Peter Gabriel『New Blood』

ピーター・ガブリエルが2010年の『Scratch My Back』と同じく、オーケストラをバックにしたニュー・アルバム『New Blood』を発売しました。

『Scratch My Back』の前は2002年の『Up』、その前は1992年の『Us』だっただけに、彼にしては珍しく早いインターバルでのリリースです。

とはいえ『Scratch My Back』はカバー集、今作は自身の楽曲のリメイク作となっており、どちらも純粋な新作というわけではないですが。

今作の選曲はオーケストラにマッチする楽曲を選んだということで、いわゆるベスト盤的な内容ではないですが、代表作『So』から4曲が選ばれており、「Red Rain」「Don’t Give Up」あたりは耳馴染みのあることでしょう。

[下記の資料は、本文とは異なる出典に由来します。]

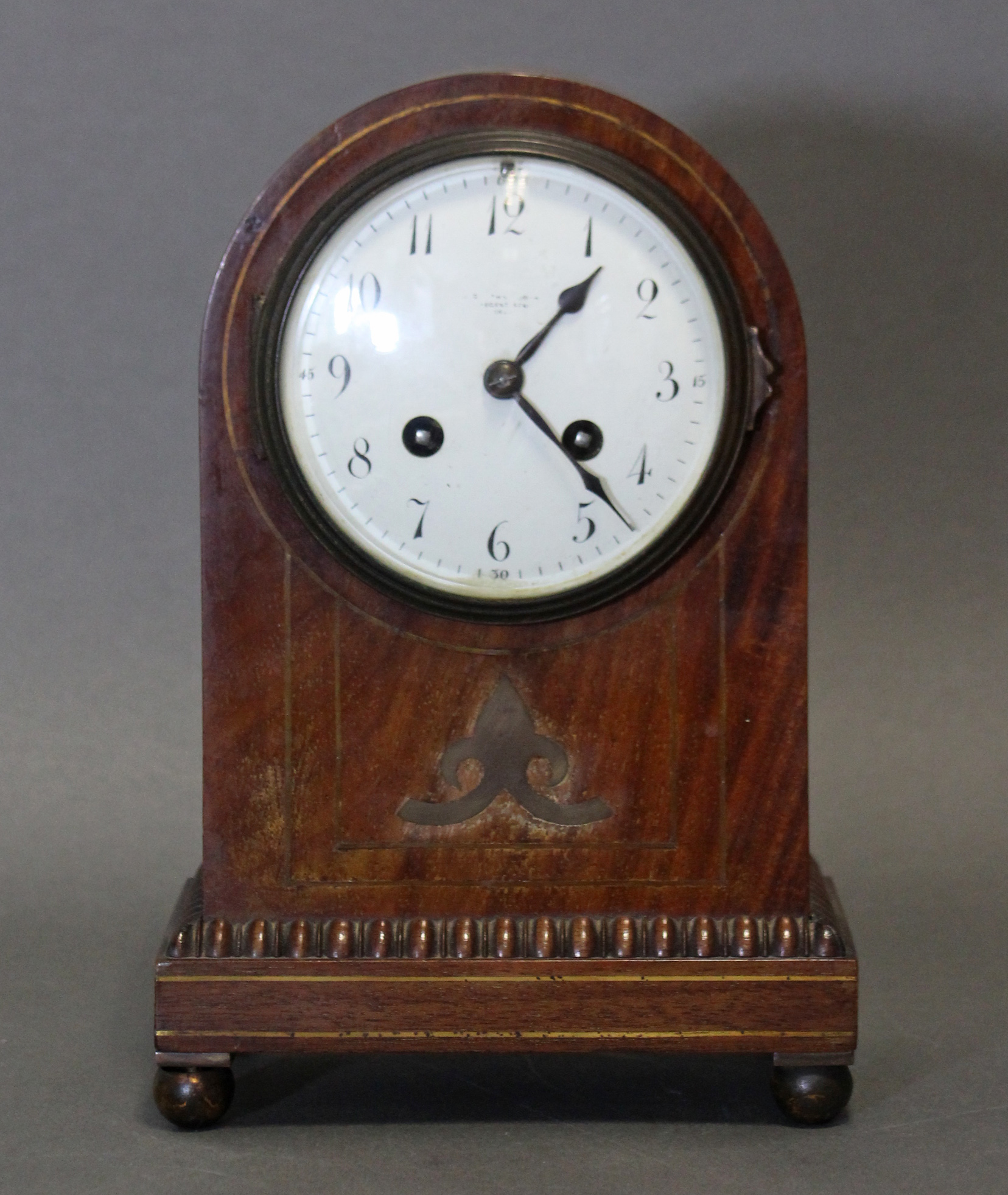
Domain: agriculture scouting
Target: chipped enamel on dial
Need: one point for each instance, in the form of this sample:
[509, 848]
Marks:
[399, 315]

サウンド的にはオーケストラで統一しているだけに、どうしても変化が少なくはあるのですが、その分ピーターの抑揚の利いた歌い方が目立つ形になっています。

それと今作はデジタル配信もされており、iTunes LP版ではボーナス・トラックとして全曲のインストゥルメンタル、『Us』収録の「Blood of Eden」、『Up』からの「Signal to Noise」が付属。

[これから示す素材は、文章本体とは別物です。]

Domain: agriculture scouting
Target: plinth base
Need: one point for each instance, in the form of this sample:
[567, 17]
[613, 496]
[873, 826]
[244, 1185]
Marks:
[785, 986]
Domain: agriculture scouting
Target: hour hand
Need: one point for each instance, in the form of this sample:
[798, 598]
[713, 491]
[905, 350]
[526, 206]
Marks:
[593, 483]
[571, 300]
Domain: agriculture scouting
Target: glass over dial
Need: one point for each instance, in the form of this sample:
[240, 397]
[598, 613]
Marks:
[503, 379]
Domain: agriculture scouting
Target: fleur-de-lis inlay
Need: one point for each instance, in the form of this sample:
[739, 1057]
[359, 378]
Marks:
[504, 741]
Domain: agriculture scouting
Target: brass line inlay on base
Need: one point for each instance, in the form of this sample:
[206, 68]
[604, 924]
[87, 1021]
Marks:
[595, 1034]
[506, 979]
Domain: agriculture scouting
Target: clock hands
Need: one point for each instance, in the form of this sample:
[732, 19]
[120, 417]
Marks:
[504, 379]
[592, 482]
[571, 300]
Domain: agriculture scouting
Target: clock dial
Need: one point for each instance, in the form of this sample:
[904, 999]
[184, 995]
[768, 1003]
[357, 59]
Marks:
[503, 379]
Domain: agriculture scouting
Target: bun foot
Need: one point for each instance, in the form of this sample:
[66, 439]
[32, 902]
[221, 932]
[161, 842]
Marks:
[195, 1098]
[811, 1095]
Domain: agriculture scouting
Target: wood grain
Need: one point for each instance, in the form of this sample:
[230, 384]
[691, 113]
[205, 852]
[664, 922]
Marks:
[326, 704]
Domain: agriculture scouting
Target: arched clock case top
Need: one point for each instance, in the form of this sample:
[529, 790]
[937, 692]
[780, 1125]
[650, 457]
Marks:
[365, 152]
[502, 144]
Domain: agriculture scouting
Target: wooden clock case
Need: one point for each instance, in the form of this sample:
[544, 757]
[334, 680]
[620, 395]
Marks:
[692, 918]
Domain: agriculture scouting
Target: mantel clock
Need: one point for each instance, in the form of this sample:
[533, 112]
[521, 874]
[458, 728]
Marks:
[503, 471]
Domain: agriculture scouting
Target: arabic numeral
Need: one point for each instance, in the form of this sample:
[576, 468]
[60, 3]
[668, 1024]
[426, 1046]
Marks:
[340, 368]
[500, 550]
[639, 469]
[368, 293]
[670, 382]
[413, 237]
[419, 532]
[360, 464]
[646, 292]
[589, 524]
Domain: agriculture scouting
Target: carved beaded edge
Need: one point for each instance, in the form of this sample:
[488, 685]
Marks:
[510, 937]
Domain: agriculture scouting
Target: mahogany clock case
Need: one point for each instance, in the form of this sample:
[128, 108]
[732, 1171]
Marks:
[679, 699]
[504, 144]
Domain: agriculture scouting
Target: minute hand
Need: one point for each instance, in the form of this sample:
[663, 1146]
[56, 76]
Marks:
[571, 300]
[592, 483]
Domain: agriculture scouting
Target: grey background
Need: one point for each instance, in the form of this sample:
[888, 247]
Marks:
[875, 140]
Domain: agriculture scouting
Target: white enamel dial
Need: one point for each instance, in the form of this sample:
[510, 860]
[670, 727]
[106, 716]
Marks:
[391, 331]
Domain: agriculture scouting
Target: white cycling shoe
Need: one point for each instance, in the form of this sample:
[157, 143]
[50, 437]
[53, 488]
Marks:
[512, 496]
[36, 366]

また、今作のリリース前から行われていたニュー・ブラッド・ツアーから、3/23~24日にロンドンのハマースミス・アポロのステージを収録した『New Blood Live In London』も同時リリースされています。

こちらは、日本盤で発売された洋楽アーティストとしては、おそらく初(?)となるBlu-ray 3Dでのリリース。

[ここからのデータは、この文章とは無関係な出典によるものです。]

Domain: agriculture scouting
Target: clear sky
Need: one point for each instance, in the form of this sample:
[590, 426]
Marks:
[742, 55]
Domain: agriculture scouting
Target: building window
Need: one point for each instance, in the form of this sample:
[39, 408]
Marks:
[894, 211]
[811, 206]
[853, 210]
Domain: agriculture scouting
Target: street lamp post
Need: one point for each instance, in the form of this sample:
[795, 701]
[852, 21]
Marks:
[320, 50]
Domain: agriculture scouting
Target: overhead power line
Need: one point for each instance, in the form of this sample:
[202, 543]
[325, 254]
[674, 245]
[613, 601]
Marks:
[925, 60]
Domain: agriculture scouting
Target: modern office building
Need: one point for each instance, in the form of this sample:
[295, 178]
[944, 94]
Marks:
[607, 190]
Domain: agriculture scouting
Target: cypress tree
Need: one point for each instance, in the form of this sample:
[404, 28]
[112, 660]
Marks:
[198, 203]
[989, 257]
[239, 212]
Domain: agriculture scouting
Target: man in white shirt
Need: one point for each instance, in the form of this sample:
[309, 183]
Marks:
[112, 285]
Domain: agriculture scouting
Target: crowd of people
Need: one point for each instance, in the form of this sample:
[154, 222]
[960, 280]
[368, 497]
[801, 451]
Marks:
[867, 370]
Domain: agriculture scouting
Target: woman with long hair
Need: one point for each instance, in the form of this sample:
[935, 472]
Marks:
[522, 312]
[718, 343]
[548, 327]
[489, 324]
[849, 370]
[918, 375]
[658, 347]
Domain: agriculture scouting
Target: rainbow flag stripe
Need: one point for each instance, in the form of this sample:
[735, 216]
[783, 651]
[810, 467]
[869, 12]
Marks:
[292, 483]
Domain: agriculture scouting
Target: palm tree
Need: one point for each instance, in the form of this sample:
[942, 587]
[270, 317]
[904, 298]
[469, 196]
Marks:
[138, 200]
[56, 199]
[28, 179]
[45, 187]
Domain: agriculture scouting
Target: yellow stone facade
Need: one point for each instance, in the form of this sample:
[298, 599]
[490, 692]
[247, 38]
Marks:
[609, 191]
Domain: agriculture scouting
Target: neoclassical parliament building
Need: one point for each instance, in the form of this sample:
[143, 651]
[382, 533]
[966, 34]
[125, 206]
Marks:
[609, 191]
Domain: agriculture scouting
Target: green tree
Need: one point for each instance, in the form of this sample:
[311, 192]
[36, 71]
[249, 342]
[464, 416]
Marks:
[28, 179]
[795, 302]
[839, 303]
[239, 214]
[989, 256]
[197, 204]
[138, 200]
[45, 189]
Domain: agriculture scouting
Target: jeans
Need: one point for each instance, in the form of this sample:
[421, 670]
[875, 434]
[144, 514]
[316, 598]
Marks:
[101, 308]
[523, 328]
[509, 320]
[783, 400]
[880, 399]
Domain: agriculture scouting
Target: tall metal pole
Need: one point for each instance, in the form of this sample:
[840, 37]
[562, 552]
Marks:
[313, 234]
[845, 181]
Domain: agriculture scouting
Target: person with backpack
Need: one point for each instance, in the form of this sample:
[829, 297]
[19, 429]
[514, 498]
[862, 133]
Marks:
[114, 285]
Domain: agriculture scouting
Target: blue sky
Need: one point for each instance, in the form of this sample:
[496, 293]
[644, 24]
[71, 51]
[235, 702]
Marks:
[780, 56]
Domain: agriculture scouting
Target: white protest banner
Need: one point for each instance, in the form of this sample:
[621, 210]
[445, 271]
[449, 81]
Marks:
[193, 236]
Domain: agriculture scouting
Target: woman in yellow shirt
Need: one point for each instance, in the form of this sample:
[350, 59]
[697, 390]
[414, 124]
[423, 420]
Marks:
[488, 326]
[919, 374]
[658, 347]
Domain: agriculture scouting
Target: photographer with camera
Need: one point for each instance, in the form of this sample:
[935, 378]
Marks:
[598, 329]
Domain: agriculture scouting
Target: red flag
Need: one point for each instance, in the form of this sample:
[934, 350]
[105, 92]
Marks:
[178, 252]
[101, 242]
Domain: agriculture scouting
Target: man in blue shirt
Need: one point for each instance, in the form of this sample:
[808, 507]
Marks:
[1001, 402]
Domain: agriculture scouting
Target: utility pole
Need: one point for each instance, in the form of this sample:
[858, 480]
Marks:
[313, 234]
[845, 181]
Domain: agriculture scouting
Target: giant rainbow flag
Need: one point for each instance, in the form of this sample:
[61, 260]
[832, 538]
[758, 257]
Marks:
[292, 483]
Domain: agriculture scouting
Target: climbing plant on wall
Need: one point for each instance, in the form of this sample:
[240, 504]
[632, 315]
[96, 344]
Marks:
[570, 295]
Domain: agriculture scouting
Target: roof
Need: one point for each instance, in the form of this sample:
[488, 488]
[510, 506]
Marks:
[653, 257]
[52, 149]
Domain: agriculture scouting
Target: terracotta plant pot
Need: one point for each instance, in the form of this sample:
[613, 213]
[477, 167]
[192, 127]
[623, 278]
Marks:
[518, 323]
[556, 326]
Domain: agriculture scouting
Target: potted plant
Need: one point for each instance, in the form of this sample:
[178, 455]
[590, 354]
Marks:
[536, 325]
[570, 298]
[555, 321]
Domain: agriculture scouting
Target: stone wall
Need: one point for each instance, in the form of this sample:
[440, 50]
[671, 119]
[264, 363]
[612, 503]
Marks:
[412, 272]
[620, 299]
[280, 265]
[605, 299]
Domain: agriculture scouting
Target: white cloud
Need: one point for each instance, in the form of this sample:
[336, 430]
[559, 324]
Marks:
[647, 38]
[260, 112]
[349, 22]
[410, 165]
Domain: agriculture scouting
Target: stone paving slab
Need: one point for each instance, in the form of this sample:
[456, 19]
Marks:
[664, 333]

ライヴでは、代表曲「Biko」なども披露されているので、興味のある人はこちらもセットでチェックしておくと良いのではないでしょうか。

リメイク作というのは、オリジナルを知っている人が聴いて楽しむものではあるので、今作は万人に薦められるものではないですが、往年の名曲をオーケストラでゆったり楽しむのもオツかもしれませんね。